I dodge and roll, trying to stay ahead of the chopper’s guns as they track me, but then the thundering sound overhead deepens into a roar as I watch the helicopters tip their noses down. Cannons flare to life in twin bursts that streak across the sky toward my mother.

My head whips toward her as she emerges from the shadowed area near the gate and I scream, “Mom!”

A heartbeat later they slam into the earth and detonate, exploding with a green mist.

The chemical mist.

My gut churns, threatening to hurl up my stomach contents as the memories rise.

The same chemical that flayed the skin from my bones, that burned my throat raw and drowned me in agony until the world went black for a week.

“No!” The scream tears out of me as I lurch toward my mother, the portal blazing at my back, but the cloud has already consumed her and she staggers.

The red blaze of Devere flies around through the vapor, streaking arcs of light with every swing as if she can cut it away.
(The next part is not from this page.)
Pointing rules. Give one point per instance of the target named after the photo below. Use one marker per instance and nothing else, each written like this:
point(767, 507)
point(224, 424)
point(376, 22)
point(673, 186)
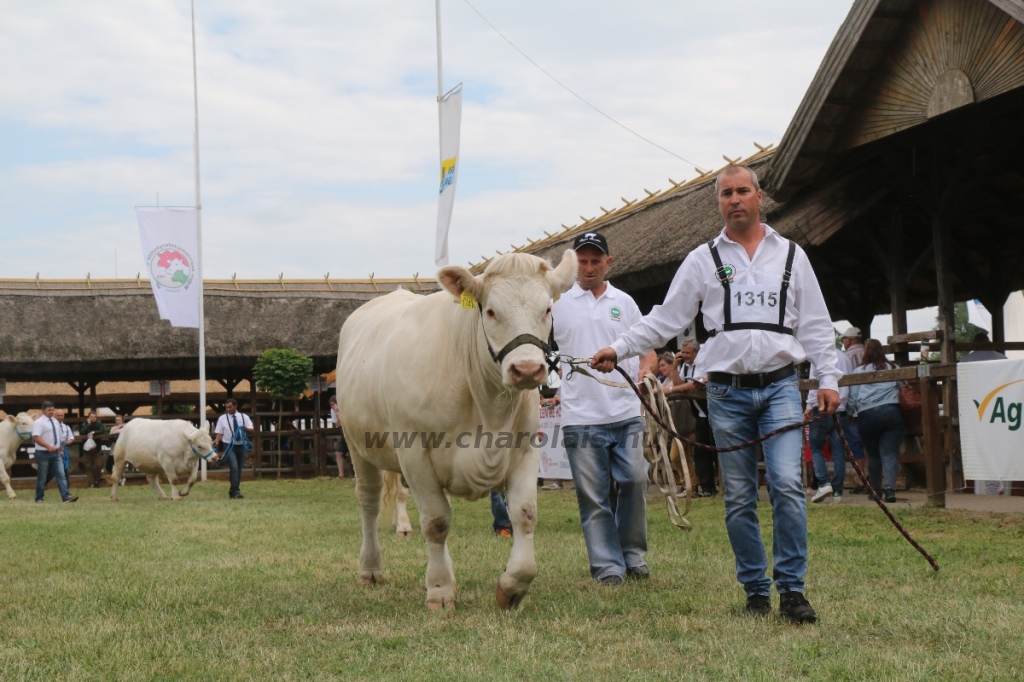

The scream that comes next is a sound I will never forget.

It’s hardly a scream, but a howl of agony, vibrating through my chest as it tears my heart apart.

My feet want to carry me forward and to drag her from the mist, but I know that the second it touches me, I’ll be just as helpless. I need to be strong enough to get us to the portal. I just need her to clear it.

Desperation claws at my throat as the mist slowly creeps toward me, and I have to take agonizing steps back.

Tears spill down my cheeks as I shout, “Mom! Please just get through the mist. I will carry you through the portal.”

The pounding of more boots on the ground spills from the new vehicles screeching through the gates. They enter the mist in a flood, but they aren’t bare-faced this time. They’re sealed inside protective suits that sheath them head to toe, as if built to withstand the chemical storm swirling across the field. They move fast and unflinching, prepared for the poison they unleashed, rifles raised as they surge through the haze.